Jesus had much to say about the relationship between today and tomorrow both in the temporal sense and the eternal sense. In Luke 16:1-13, Jesus tells a parable about a man who was conducting his affairs in an unfaithful manner. When called to give an account of his stewardship, he continued in his dishonest way, trying to curry favor among his master’s debtors for his own future preservation rather than having done his job properly in the first place. His own comfort was more important than being a faithful steward of his master’s goods. His actions were shrewd according to the world’s way but counter productive according to God’s way. The parable goes on to say “if you are not faithful with unrighteous mammon (money), who will entrust you with true riches?”
Those things that the world is seeking–eternal life, joy, peace, and contentment–are the true riches that can only be found in the Kingdom of God. Matthew 6:33 says “but seek first the kingdom and his righteousness and all these things will be yours as well.”
The Church teaches us that as Christians we are stewards of the Lord’s goods (CCC 952).
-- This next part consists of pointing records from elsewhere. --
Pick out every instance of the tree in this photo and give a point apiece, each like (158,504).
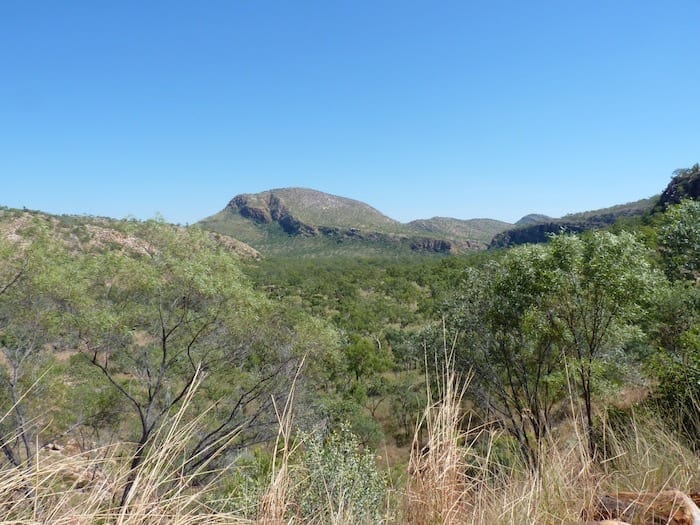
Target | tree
(604,283)
(499,316)
(159,316)
(522,322)
(35,277)
(679,241)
We have a responsibility to use all the wealth that God has given us in such a way that His will is executed in the world. A selfish worldview is certainly contrary to the kingdom of God, but this is the culture in which we find ourselves. We should daily trust God as we live a life of faithful stewardship, not hoarding what we have been given and thinking only of ourselves. What we do with our money should reflect the actions of Christ, as we are His body in the world.
The man in the parable found himself scrambling to save his future because he was not faithful with daily stewardship. We can avoid this mistake if we establish a daily life of communion with the Lord through prayer, spiritual reading, attending mass as often as possible, and adoration. By developing a daily relationship with the Lord, we can form and order our intellect and our will to the Lord’s ways. This daily intimacy with God not only fosters a deeper faith in God’s provision, but it keeps our vocation ever before us.
Why is vocation so important? Because how we carry out our stewardship is directly tied to our vocation. For example, I’m a husband and father of three. How I handle the money the Lord has entrusted to me must always take into consideration that I have to feed, shelter, and clothe my family, as well as educate my children through Catholic schooling. I have to look to my heavenly Father as the role model and observe how he has taken care of his children, and then act accordingly. If today I squander what the Lord has entrusted to me, tomorrow I will be scrambling, perhaps dishonestly, to provide for my family.
If we don’t see ourselves as stewards, we become independent, insecure, and lonely. We were not created to make a life for ourselves (although we can certainly choose to do so), but instead we were created for a life of communion and dependence upon the Lord. Life is so much more enjoyable and simpler when we identify our God-given responsibilities and then humbly spend our resources on doing His will.
You can live a life differently than the man in the parable by being a faithful steward, or you can get stuck in his situation and have to figure out a contingency plan for the future here and in eternity. You can trust the Lord. He will take care of you.
1. Take some time to think about your vocation (calling in life.) Ask yourself if the way you currently handle your money is in line with your God-given responsibilities.
2. St. Thomas described prudence in this way: think about where you want to end up, your goal in life, then starting with today determine what you need to do to achieve your goal. If your goal is to be a faithful steward with all that the Lord has entrusted you, what changes in your life do you need to make?